The Marine general had come to live at the community some five years earlier, just after losing his wife to cancer. Family? asked Hall. He was going through the desk, looking for letters, insurance policies, some evidence of next of kin. The general seemed to be a man who kept his most private documents with his lawyer or bank. The manager called up the wounded general’s closest friend among the neighbors—a retired architect who lived there with his wife and often had the general over for a real home-cooked meal.
He took the call and listened with shocked horror. He wanted to drive straight to Virginia Beach General, but Det. Hall persuaded him there was no chance of visiting. Next of kin? he asked. There is a son, said the architect, a serving Marine officer, a lieutenant colonel, but as to where, he had no idea.
Back at HQ, Hall was reunited with Lindy Mills and his own unmarked car. And there was news. The scooter had been traced. It belonged to a twenty-two-year-old student with a name that was clearly Arabic or a variant of it. He was an American citizen hailing from Dearborn, Michigan, but presently an engineering student at a high-tech college fifteen miles south of Norfolk. The vehicle bureau had sent through a picture.
It had no bushy black beard and the face was intact; not quite what Ray Hall had seen on the grass of the fairway. That face belonged to a head with no back and distorted by the blast pressure of the exploding shell. But close enough.

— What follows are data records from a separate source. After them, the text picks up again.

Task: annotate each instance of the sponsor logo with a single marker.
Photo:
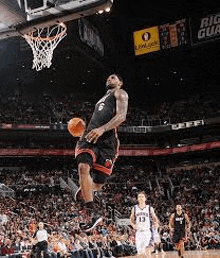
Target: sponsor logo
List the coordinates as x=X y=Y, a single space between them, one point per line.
x=146 y=36
x=108 y=163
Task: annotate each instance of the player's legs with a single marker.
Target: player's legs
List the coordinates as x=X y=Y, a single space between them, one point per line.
x=181 y=248
x=85 y=162
x=143 y=243
x=85 y=182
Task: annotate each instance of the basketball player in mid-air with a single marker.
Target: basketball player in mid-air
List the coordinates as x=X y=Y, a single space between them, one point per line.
x=179 y=225
x=97 y=150
x=142 y=219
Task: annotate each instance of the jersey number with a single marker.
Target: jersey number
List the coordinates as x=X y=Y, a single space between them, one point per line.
x=142 y=219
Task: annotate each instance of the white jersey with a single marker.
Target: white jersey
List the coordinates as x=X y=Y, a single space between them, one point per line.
x=143 y=219
x=42 y=235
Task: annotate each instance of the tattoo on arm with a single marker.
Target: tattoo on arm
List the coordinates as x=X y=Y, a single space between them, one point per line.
x=121 y=110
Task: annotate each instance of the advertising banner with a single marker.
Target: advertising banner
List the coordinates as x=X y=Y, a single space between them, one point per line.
x=146 y=41
x=205 y=28
x=173 y=34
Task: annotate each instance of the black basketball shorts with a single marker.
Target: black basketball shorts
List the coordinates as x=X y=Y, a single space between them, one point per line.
x=102 y=154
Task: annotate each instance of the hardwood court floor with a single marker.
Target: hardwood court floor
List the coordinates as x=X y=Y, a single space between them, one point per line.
x=188 y=254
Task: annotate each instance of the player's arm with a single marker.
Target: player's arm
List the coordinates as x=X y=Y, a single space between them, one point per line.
x=171 y=223
x=154 y=218
x=132 y=219
x=120 y=116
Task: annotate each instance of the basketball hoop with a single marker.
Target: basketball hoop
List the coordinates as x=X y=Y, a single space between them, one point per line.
x=43 y=41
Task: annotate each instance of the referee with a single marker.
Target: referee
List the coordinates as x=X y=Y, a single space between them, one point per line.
x=42 y=236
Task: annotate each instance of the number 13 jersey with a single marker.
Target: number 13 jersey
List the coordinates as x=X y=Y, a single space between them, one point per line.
x=143 y=219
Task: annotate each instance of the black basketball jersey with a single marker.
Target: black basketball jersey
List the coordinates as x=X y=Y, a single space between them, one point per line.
x=179 y=222
x=104 y=111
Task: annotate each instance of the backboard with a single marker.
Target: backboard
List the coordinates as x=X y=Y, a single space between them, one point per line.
x=23 y=16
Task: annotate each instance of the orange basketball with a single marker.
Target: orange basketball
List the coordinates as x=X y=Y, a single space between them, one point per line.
x=76 y=127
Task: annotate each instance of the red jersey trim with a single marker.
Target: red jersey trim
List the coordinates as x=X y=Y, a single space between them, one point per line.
x=79 y=151
x=103 y=169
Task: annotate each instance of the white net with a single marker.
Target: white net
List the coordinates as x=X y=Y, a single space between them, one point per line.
x=43 y=42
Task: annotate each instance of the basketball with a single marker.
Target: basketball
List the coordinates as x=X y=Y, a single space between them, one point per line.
x=76 y=127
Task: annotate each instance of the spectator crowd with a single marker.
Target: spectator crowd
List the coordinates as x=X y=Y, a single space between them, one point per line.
x=42 y=198
x=45 y=109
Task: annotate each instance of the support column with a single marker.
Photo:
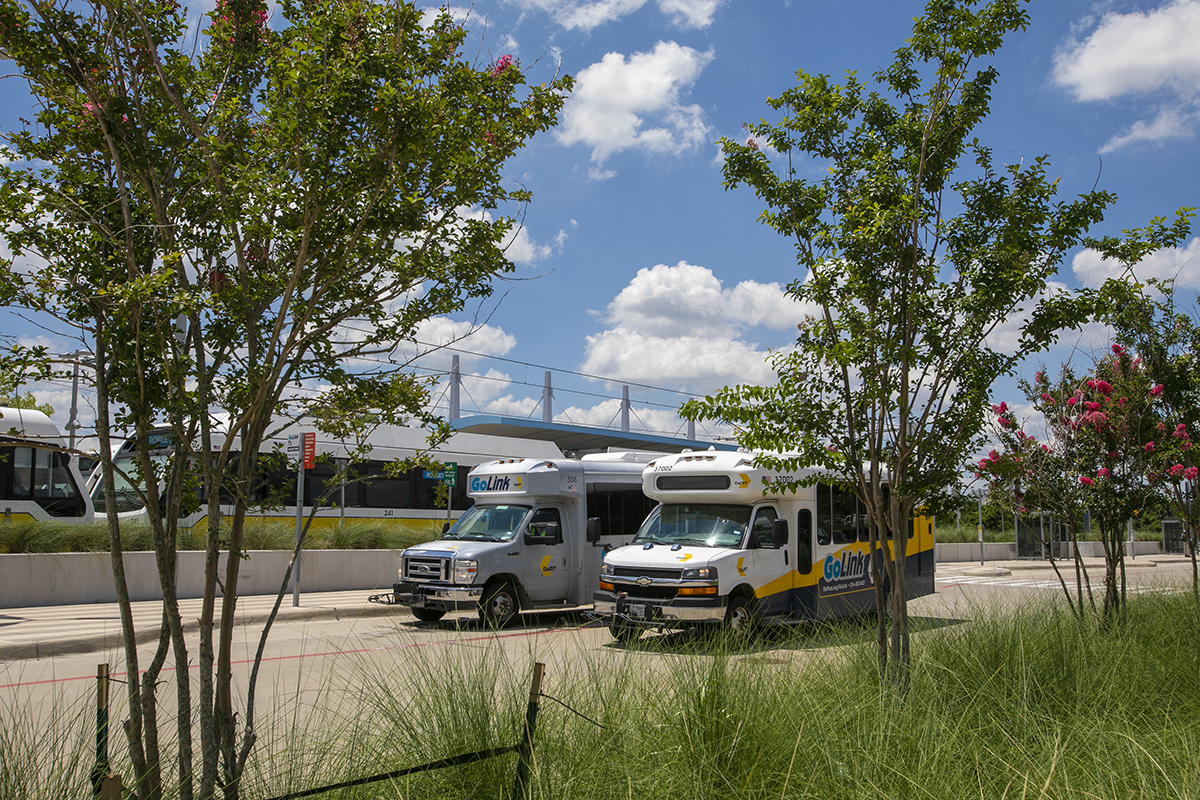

He put through a call to the U.S. Marine Corps headquarters, next to Arlington Cemetery, across the Potomac from Washington, D.C. He insisted on holding the line until he was speaking with a major from Public Affairs. He explained who he was, speaking from where, and briefly what had happened five hours ago on the Princess Anne golf course.
“No,” he said, “I will not wait until after the weekend. I don’t care where he is. I need to speak with him now, Major, now. If his father sees the sun rise tomorrow, it will be a miracle.”